A refrigerator is a great tool for slowing your starter’s activity, and it’s sometimes an approach I’ll take for a week or less, but I don’t like to keep my starter in the fridge longer than a week if I’m not traveling. When I take my starter out of the fridge, it takes a day or two to get back up to full strength, and generally, the health of my starter starts to suffer if left unattended for more than a week.
When I turn to the fridge, I use my weekend baking schedule to keep feedings to a minimum during the week, but then take it out a few days before baking to ramp it back up and prepare for baking.
The benefit of maintaining a smaller sourdough starter is the discard at each refreshment is minimal, and my starter is ready—and at full strength—to make bread every day.
Why Maintain a Larger Starter?
So with all this, why would one ever maintain a larger sourdough starter instead of just keeping a smaller one to reduce waste?

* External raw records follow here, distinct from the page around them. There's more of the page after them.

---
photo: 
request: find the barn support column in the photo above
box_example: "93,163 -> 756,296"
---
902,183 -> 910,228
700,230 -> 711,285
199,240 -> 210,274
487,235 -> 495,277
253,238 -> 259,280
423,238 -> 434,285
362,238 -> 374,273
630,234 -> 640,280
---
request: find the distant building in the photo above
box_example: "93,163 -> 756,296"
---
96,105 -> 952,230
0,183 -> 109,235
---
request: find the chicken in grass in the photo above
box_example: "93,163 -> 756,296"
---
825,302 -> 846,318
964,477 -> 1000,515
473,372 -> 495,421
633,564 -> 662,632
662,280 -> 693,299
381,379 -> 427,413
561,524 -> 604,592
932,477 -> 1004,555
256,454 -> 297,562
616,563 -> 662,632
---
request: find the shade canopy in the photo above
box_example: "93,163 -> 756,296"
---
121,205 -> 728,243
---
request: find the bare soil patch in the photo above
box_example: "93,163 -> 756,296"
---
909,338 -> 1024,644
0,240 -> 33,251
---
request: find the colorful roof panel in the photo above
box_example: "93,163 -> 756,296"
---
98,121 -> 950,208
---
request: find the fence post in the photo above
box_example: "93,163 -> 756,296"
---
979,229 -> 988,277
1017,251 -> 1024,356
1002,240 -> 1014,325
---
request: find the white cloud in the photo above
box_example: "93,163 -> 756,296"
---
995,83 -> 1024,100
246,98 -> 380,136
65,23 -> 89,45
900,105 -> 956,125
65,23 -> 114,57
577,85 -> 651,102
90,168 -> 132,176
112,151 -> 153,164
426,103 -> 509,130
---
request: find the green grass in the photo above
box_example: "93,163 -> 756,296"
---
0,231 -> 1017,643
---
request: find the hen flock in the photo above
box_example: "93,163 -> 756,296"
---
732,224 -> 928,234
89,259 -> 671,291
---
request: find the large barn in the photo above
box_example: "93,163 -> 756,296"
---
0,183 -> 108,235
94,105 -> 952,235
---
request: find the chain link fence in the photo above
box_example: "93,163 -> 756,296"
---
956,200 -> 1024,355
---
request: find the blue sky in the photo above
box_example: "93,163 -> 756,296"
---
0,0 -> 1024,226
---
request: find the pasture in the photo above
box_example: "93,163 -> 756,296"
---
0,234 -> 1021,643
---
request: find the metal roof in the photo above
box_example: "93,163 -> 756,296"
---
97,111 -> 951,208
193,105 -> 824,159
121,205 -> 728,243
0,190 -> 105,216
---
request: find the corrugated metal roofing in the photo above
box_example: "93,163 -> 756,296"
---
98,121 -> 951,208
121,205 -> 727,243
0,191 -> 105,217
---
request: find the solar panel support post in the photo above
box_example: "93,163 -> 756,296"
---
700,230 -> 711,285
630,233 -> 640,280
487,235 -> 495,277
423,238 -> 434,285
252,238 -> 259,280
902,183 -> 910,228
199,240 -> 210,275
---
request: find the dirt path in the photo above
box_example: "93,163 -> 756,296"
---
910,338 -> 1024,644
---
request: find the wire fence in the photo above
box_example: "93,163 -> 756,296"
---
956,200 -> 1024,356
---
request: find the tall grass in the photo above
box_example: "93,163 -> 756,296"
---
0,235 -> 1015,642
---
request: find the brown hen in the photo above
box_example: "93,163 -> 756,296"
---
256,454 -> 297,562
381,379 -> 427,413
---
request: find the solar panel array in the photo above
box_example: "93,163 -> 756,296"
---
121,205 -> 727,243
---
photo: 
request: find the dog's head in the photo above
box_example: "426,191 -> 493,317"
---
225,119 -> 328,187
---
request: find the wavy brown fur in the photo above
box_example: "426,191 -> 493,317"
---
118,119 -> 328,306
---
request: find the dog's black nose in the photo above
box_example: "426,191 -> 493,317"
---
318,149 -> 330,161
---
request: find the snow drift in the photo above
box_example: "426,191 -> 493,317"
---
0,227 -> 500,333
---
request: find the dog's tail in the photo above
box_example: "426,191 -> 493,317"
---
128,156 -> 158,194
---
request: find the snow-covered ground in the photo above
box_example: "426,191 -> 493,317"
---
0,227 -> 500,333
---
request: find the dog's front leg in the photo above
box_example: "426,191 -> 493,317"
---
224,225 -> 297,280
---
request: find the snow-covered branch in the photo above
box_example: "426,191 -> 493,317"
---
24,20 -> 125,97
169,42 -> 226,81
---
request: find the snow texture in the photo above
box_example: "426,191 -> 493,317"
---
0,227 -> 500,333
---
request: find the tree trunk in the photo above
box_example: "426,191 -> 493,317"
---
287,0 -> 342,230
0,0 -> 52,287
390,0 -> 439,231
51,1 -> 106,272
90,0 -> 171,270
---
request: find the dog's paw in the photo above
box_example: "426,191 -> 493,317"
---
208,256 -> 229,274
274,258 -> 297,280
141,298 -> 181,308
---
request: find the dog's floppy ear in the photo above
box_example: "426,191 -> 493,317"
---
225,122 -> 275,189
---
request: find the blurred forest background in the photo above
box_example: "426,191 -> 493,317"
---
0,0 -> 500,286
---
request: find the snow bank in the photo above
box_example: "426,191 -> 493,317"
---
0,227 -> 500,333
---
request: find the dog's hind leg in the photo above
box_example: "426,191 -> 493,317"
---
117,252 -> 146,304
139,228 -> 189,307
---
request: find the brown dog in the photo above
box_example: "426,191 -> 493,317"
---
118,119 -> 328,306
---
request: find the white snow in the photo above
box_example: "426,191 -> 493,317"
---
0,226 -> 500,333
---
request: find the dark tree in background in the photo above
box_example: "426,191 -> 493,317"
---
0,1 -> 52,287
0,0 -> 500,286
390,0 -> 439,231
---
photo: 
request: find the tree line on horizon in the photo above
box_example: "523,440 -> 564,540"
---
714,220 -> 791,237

Over the years, I’ve found keeping around 200g of starter ready to go at any time ideal for the amount of baking I do here at home. In addition, I regularly make sourdough pancakes, sourdough waffles (see the next section), and even a sourdough galette from time-to-time. Having that excess starter almost always gets used in some way, and if it doesn’t directly go into a baked good, the excess sourdough starter goes in my compost pile.
My typical feeding schedule means my starter is at full power and ready to go when I need it for the amount of baking I typically do—but sometimes scaling things back to “maintenance mode” is the right option to ensure I can still bake but in a reduced capacity.
What to do With Starter Discard?
Maintaining this small sourdough starter means much less discard than maintaining a larger starter, but there will always be some discard. One approach is to save up all this discard in one container in the fridge in what I like to call a sourdough starter cache. Then, use all this at once in a starter discard recipe or my sourdough waffles, pancakes, or banana bread at the end of the week.
If you haven’t tried my simple weekday sourdough bread that’s the next place to turn; with this starter, you can make two loaves of sourdough during the busy work week without having to scale up the starter refreshments. This smaller sourdough starter maintenance routine and that weekday recipe are an effective team: minimal waste, minimal fuss, and healthy sourdough bread any day of the week.